God can’t forgive us … if we don’t ask him to.
Too often, saying we’re sorry means giving excuses. Did we mess up? Yes. Do we feel bad about it? Yes. Do we ask for forgiveness? No, we give excuses. We often hear phrases like: “I didn’t mean to…” “I didn’t know…” But that’s not the same as “I’m sorry.” Excuses are only in order when it really wasn’t our fault. In other words, when we don’t need forgiveness.
When we do need forgiveness, excuses just don’t cut it. God might want to forgive us, but if we only give excuses, if we don’t recognize our guilt, he can’t.

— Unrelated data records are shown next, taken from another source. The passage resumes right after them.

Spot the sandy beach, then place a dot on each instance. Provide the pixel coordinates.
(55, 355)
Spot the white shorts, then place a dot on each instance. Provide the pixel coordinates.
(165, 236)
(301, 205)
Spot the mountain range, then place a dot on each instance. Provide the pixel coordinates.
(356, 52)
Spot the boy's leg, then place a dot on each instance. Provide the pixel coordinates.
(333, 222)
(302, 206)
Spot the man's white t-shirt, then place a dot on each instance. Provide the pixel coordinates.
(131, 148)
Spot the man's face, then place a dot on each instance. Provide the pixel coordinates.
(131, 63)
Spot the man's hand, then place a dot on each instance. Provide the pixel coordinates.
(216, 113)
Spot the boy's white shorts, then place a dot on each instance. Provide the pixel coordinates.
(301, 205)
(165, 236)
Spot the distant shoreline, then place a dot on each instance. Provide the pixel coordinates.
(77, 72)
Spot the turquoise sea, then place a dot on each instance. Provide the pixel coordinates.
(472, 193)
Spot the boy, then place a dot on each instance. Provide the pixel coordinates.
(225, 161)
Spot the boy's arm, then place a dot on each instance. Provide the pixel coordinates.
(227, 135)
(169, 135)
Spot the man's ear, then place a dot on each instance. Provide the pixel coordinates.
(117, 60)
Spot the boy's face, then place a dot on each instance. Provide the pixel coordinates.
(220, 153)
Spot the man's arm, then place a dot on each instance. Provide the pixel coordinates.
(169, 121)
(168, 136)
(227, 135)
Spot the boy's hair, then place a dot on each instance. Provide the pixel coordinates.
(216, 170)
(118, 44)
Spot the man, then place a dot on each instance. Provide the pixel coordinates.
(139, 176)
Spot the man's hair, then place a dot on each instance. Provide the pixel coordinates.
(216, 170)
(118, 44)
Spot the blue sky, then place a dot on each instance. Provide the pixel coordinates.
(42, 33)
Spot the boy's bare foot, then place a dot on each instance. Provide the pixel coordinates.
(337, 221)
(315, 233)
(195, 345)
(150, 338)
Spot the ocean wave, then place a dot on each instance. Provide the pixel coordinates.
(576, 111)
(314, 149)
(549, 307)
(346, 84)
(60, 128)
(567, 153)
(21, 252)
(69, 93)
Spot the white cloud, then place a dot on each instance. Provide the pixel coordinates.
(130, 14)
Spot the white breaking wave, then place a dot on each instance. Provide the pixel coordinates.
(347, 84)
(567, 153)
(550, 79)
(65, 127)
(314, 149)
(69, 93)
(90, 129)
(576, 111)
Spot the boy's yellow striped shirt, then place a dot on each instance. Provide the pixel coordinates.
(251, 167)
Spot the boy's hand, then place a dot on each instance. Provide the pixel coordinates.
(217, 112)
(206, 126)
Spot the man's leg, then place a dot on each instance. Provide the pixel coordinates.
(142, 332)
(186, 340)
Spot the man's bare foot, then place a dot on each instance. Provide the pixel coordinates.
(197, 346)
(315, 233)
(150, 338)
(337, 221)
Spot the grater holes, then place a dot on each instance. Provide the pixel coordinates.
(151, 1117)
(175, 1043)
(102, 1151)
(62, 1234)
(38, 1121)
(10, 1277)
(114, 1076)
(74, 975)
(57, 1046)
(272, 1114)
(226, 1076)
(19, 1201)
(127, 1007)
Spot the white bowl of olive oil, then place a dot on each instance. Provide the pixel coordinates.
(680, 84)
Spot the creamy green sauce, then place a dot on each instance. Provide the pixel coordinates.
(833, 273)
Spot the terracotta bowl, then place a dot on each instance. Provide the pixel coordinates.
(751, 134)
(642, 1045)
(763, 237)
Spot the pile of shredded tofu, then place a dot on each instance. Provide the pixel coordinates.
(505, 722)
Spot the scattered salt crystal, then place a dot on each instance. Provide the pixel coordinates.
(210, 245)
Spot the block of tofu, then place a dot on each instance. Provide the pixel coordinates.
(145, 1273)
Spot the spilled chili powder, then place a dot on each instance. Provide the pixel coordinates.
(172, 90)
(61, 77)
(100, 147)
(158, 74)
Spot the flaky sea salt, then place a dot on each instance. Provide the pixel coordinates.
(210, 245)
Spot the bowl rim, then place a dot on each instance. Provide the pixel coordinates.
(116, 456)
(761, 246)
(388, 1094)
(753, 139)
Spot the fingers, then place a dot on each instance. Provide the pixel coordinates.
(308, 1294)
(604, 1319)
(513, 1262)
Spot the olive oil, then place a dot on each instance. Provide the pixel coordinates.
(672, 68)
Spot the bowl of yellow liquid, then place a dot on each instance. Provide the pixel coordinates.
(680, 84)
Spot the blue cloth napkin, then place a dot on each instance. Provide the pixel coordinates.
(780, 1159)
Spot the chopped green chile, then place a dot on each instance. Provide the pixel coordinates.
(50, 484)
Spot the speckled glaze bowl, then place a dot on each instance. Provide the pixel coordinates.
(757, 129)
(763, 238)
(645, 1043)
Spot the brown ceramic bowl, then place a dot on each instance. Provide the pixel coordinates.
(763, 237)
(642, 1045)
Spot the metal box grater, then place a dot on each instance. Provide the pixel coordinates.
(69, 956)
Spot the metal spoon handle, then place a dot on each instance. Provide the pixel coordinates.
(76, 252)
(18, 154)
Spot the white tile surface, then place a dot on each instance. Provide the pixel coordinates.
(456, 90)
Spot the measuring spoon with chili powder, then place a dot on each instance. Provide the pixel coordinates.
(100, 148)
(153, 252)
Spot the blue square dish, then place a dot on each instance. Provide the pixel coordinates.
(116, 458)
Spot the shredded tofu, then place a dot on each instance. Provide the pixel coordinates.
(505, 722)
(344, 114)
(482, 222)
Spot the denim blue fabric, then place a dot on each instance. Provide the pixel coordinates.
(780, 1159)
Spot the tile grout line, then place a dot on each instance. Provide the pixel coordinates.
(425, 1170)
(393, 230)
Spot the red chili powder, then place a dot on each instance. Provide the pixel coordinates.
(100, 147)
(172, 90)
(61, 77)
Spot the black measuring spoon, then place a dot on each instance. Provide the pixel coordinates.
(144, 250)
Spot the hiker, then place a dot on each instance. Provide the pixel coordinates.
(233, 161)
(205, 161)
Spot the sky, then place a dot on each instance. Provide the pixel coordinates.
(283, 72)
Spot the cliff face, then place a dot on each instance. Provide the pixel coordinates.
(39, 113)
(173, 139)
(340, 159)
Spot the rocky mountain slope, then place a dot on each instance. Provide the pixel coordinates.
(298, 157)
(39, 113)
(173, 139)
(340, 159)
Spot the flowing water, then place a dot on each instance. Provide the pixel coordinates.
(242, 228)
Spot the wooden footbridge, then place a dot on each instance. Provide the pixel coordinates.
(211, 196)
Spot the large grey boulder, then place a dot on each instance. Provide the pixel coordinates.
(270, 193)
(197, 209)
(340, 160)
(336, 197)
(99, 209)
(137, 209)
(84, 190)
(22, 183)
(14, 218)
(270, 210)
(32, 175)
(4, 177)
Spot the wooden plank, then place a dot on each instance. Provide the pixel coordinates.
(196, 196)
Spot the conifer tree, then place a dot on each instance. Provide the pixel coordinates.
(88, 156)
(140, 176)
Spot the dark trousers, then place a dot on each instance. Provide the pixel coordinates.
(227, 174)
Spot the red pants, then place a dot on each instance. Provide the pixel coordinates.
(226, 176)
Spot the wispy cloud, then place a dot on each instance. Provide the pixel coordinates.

Let’s go back to the bank (preferably not the same one). You take out five grand, and then you turn around and give them to the lady behind you. That’s right, the stranger you don’t know, and whose humming was getting on your nerves. Why? What has she done to deserve it? Nothing. That’s forgiveness; it’s a gift. In other words, we don’t deserve it … and yet God gives it to us anyway. Horrible crimes exist which no one can forget, but there is no crime so terrible that it can’t be forgiven. That’s what God did on the cross. He forgave the unforgivable. Did his executioners deserve forgiveness? No. However, Christ forgave them anyway.
If we’re not humble enough to recognize our guilt and ask for forgiveness, we won’t be able to forgive others either. If forgiveness is only for the innocent, what happens when someone asks us to forgive the unforgivable? “I’ll never forget what he did to me!” “How can I forgive him for the death of my son?” If forgiving were only about forgetting, they would be right: there are things that can’t be forgiven.
Forgiving others and asking for forgiveness, is about as tough as it gets. Going beyond justice to give the gift of love is divine, not human. Yet, in God’s eyes, when we forgive, we are storing up treasure in heaven. So, in a sense, we have the last word:
He will forgive us, as we forgive those who trespass against us.